August 18, 2008
Global Seminars & Invited Speaker Series
GET TO KNOW FITERO AND ITS MONASTERY BETTER
Fitero and the travellers of other times
D. Esteban Orta Rubio.
Historian. Society of programs of study Historians of Navarra
With this lecture, Esteban Orta offered a vision of Fitero in the central decades of the 19th century, through the descriptions of five travelers who visited or temporarily resided in this Navarrese town. Four of them were well-known personalities in the Spanish arts and literature of the time: FRANCISCO DE PAULA MELLADO, GUSTAVO ADOLFO BÉCQUER, JUAN MAÑÉ Y FLAQUER, and PEDRO DE MADRAZO; the fifth was a spa doctor, TOMÁS LLETGET Y CAYLÀ, who wrote a Monografía de los Baños y aguas termo-medicinales de Fitero (Monograph of the Baths and Thermo-Medicinal Waters of Fitero), published in 1870.
Esteban Orta Rubio, who was introduced by Professor Ricardo Fernández Gracia, began by showing the reason why this small town has been so much visited by travelers from different eras. It is none other than to house in it, or in its municipal area, the famous Cistercian monastery and the renowned mineral baths. Faced with the need to delimit the topic within the time limits of a lecture, he chose the time when Fitero reached its maximum economic and demographic importance, that is to say between 1840-1890, and after a short exhibition on the demographic evolution in these years, he went on to show, aided by abundant photos, engravings and drawings of the time, the accounts and descriptions of each of the travelers.
Engraving of the primitive baths of Fitero, XIX century.
Although the figure of Gustavo Adolfo Bécquer stands out above the others, the lecturer preferred to place greater emphasis on the testimonies of the other travelers, as they are less known to the general public. He underlined the differences between the visions of the romantic era, embodied in Francisco de Paula Mellado and Bécquer, and those of the other three, much more realistic, daughters of a Spain that was struggling to incorporate itself into the accelerated changes of the last third of the 19th century.
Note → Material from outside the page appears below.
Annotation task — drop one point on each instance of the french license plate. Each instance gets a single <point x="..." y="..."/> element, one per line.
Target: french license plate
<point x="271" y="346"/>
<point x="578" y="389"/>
He also showed how the different chronicles complement each other to give us a suggestive vision of the territory, landscape, Economics and art of this enclave located on the borders of Navarre, Castile and Aragon. The clearest example of complementarity is found in Juan Mañé y Flaquer and Pedro de Madrazo. While the Catalan journalist, in his book El Oasis. Viaje al País de los Fueros, focuses mainly on the description of the spa; the historian and art critic, Pedro de Madrazo, in his monumental work España. Sus monumentos y arte. Its nature and history, delves into the jewel of the Cistercian monastery.
Francisco de Paula Mellado, Recuerdos de un viage por España, Madrid, 1849.
Esteban Orta ended with a suggestive description of Fitero, very little known, which was drawn by Dr. Tomás Lletget y Caylà, in the first chapter of his book on the spa. In it, various aspects that help to better understand issues such as housing, food, clothing, productions and ways of life in a village of the Ribera de Navarra between the end of the reign of Isabel II and the beginning of the Revolutionary Sexennium are shown.
Tomás Lletget y Cayla, Monografia de los baños y aguas termo-medicinales de Fitero, Barcelona, 1870.